Botanic garden in Aberdeen, Scotland

The Cruickshank Botanic Garden is a botanical garden in Aberdeen, Scotland. It includes a Herbarium, and houses rare and endangered plants.

== History ==
The garden was built on land presented to the University of Aberdeen on 13 April 1898 by Anne Cruickshank to commemorate her brother Dr Alexander Cruickshank. Over time, more tracts of land were purchased, until the garden reached its present size.

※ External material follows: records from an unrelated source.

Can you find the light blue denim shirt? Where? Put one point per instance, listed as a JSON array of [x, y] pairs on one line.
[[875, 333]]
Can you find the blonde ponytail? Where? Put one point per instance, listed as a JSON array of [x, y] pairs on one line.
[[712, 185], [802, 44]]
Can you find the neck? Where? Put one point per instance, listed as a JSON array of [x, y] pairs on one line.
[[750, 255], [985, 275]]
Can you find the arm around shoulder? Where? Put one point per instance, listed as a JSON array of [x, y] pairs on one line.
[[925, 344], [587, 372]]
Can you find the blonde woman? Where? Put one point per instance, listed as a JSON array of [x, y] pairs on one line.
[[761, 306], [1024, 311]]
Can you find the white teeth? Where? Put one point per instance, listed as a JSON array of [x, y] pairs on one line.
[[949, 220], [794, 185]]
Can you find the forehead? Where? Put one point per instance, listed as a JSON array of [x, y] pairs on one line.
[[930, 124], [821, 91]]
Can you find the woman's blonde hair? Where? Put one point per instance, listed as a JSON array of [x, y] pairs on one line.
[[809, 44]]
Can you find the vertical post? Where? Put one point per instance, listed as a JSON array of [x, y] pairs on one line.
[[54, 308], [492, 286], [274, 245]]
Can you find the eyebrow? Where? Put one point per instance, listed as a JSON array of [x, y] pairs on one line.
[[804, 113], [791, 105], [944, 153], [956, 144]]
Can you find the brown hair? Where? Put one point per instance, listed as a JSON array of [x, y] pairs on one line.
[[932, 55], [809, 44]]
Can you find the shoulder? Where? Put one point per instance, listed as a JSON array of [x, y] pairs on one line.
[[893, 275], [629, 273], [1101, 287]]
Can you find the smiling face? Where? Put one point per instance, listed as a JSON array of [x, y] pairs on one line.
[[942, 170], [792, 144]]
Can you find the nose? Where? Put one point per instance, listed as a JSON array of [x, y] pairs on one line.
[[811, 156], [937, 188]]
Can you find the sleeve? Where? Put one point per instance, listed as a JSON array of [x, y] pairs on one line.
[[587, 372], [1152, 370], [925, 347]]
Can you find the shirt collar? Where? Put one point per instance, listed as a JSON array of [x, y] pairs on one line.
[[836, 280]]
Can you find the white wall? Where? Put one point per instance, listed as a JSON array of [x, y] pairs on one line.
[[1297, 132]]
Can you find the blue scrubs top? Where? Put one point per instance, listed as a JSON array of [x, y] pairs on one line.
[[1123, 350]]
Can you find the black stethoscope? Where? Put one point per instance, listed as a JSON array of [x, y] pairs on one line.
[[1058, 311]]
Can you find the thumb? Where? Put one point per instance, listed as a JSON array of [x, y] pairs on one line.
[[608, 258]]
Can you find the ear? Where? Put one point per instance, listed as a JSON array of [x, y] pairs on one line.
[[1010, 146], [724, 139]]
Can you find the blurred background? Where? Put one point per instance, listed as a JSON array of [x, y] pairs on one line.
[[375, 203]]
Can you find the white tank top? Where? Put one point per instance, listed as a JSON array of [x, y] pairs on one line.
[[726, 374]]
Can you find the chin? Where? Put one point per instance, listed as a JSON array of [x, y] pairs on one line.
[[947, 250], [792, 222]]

The 11 acre (45,000 m^{2}) garden is located in a low-lying and fairly sheltered area of Aberdeen, less than 1 mi from the North Sea.

The Cruickshank Botanic Garden is partly owned and financed by the university and partly by the Cruickshank Botanic Garden Trust. The Friends of the Cruickshank Botanic Garden were formed in 1982 in order to promote and support the garden.

=== Present status ===
Although open to the public, the garden is extensively used for both teaching and research purposes. The Natural History Centre regularly guides school parties round the Garden, and the School of Biological Sciences of the University of Aberdeen holds a reception for graduands and their guests here each July. During the summer holidays, the Friends provide a bursary to allow an undergraduate student interested in botany to gain work experience in the gardens.

A plaque in the Cruickshank Botanic Garden commemorates Francis Masson, a Scottish botanist, gardener, and Kew Gardens’ first plant hunter.